4 października, Mińsk /Kor. BELTA/. Jest to niezwykle niebezpieczne i świadczy o niezdrowym stanie społeczeństwa. Członek Izby Reprezentantów Wadim Gigin skomentował informacje o tym, że ukraińskie i białoruskie dzieci są poddawane poważnemu zastraszaniu w polskich szkołach.
„To niedopuszczalne w żadnym kraju - zauważył Wadim Gygin. - Niestety, możemy stwierdzić, że w ostatnich latach (w rzeczywistości sytuacja ta trwa już nawet kilkadziesiąt lat) w Polsce nasiliły się nastroje szowinistyczne. Pewne kategorie są wręcz faszyzowane. Widzimy marsze o charakterze jawnie neonazistowskim, które odbywają się w Święto Niepodległości Polski. Negatywne procesy zachodzą w środowisku kibicowskim, piłkarskim”.
Niewątpliwie te nastroje przenikają również do środowiska szkolnego, podkreślił deputowany.
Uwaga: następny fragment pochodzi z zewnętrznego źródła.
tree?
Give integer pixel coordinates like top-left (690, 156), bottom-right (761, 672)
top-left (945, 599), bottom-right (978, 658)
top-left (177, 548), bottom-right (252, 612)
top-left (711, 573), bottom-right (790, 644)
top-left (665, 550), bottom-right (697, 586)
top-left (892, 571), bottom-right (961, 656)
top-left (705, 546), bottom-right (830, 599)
„Nacjonalistyczna, ksenofobiczna propaganda, która ma obecnie miejsce w Polsce na poziomie oficjalnym, w mediach, ze strony partii politycznych, wpływa na całe społeczeństwo. A dzieci są często podatne na takie nastroje i wykorzystują takie nacjonalistyczne sygnały do zastraszania swoich rówieśników - dodał. - Często, zwłaszcza w okresie dojrzewania, przejawiają się różne elementy takich dewiacyjnych zachowań. Ale kiedy nakładają się na nie cechy ideologiczne, jest to niezwykle niebezpieczne i wskazuje na niezdrowy stan społeczeństwa".